Job Script Example 05 pyRAD
This is an example of using PyRAD. The example may be found in:
/mnt/HA/opt/Examples/Example05
Please see the README file in that directory.
Introduction
This is a translation of the author's tutorial.[1] The original tutorial is presented in a Jupyter[2] notebook, which merely runs a lot of standard Linux commands. We extract them into typed-out commands, and a job script.

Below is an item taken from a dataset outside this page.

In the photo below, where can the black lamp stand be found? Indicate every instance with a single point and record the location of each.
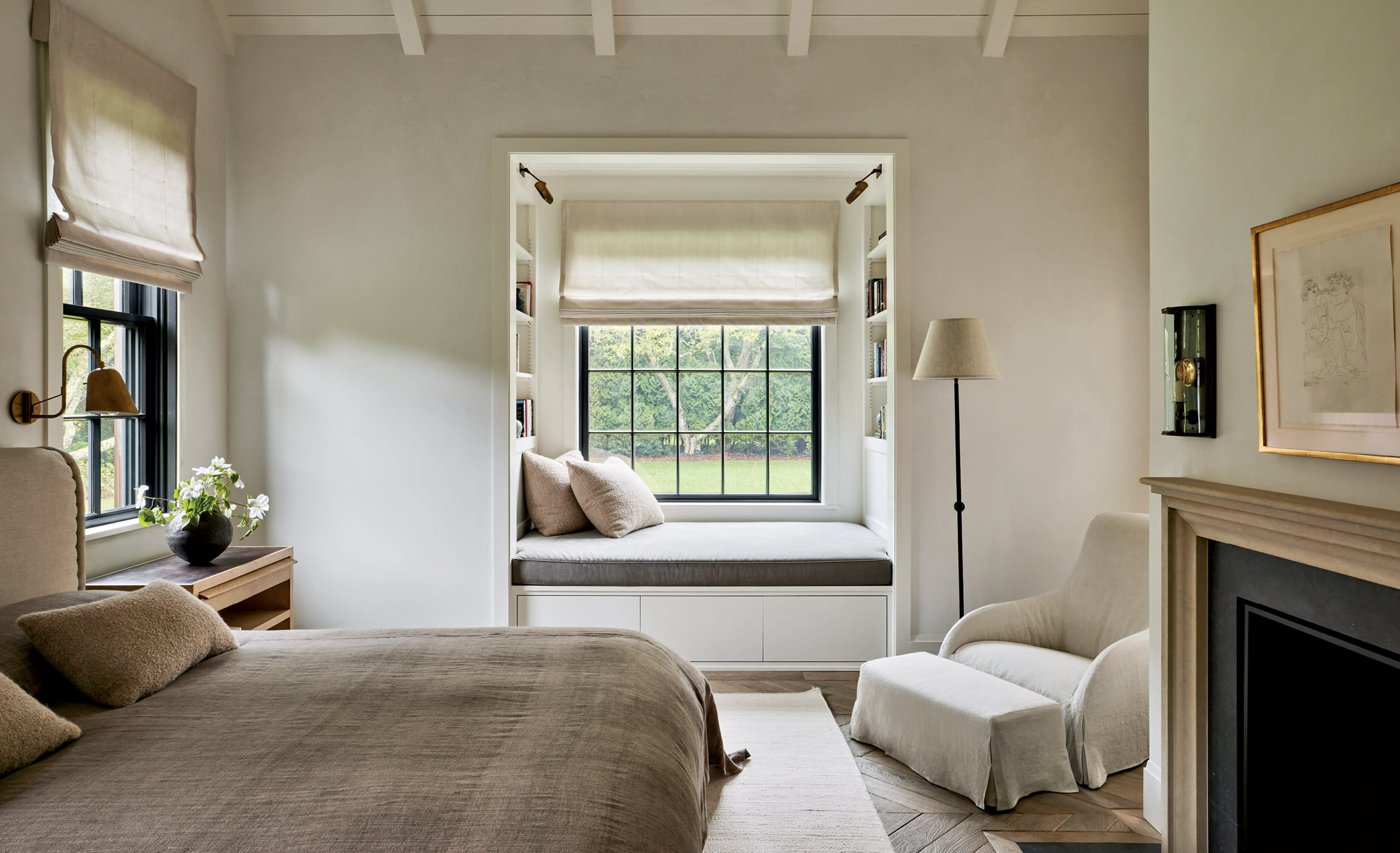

This translation will not include detailed commentary.
Load the necessary modulefiles:
[juser@proteusa01 pyrad-tut]$ module load python/2.7-current vsearch muscle pyrad
Download Sample Data
Download the example data set, and expand it.
[juser@proteusa01 pyrad-tut]$ wget -q dereneaton.com/downloads/simRADs.zip
[juser@proteusa01 pyrad-tut]$ unzip simRADs.zip
This should create these two files:
simRADs.barcodes
simRADs_R1.fastq.gz
Create pyRAD params.txt file
Create params.txt
:
[juser@proteusa01 pyrad-tut]$ pyRAD -n
Modify the file to look like this:
==** parameter inputs for pyRAD version 3.0.5 **======================== affected step ==
./ ## 1. Working directory (all)
./*.fastq.gz ## 2. Loc. of non-demultiplexed files (if not line 16) (s1)
./*.barcodes ## 3. Loc. of barcode file (if not line 16) (s1)
vsearch ## 4. command (or path) to call vsearch (or usearch) (s3,s6)
muscle ## 5. command (or path) to call muscle (s3,s7)
TGCAG ## 6. Restriction overhang (e.g., C|TGCAG -> TGCAG) (s1,s2)
4 ## 7. N processors (parallel) (all)
6 ## 8. Mindepth: min coverage for a cluster (s4,s5)
4 ## 9. NQual: max # sites with qual < 20 (or see line 20)(s2)
.85 ## 10. Wclust: clustering threshold as a decimal (s3,s6)
rad ## 11. Datatype: rad,gbs,pairgbs,pairddrad,(others:see docs)(all)
4 ## 12. MinCov: min samples in a final locus (s7)
3 ## 13. MaxSH: max inds with shared hetero site (s7)
c85m4p3 ## 14. Prefix name for final output (no spaces) (s7)
==== optional params below this line =================================== affected step ==
## 15.opt.: select subset (prefix* only selector) (s2-s7)
## 16.opt.: add-on (outgroup) taxa (list or prefix*) (s6,s7)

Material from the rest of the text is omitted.